16. No specific provision has been made in the Act empowering the Registrar to make an enquiry when a statement of election of office-bearers is sent to him. Similarly, no duty has been cast upon the Registrar that he should accept the statement of the change of office-bearers as sent to him. A duty for maintaining the record having been cast upon the Registrar, it follows that he has got the necessary power to ascertain for his own purpose which set of office-bearers has been validly elected and represents the union. These powers are ancillary to the main powers given to the Registrar under the Act. The contention of the petitioners cannot be accepted that the Registrar could not have enquired into the matter at all and reach his own conclusion. This observation of mine receives support from a decision of the Patna High Court in A.C.C. Rajanka Limestone Quarries Mazdoor Union v. Registrar of Trade Unions 1953--II L.L.J. 458.
17. The petitioners do not seem to complain against the Registrar making an enquiry and coming to a conclusion of his own. But the complaint is that he had no power to communicate his decision to the management. I find force in this argument of the learned counsel for the petitioners. As far as Writ Petition No. 85 of 1967 is concerned, the communication by the Registrar that the new set of office-bearers is the true representative of the union is outside the purview of the Act and cannot be justified by any provisions therein. As regards Writ Petition No. 1457 of 1967 it is a communication made by the Registrar to the Regional Assistant Commissioner with a copy to the labour officer, Hyderabad-2. Evidently this communication is only inter-departmental and is purely administrative and cannot be questioned by the writ petitioner therein.

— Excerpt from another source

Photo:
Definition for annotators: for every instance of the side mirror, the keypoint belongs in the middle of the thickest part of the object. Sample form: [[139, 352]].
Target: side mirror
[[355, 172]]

18. It was argued by the learned Second Government Pleader that as the petitioner's rights are not affected by the two communications challenged in both the writ petitions, the petitioners therein have no right to file these writ petitions. The learned counsel for the petitioners was not able to show to me as to how the petitioner's rights are affected by the two communications. As already stated, the real dispute between the parties is the election dispute for which the only proper remedy is a civil suit, As the petitioner's rights are not affected by the impugned communications, these writ petitions are dismissed with costs. Second Government Pleader's fee Rs. 100 in each writpetition.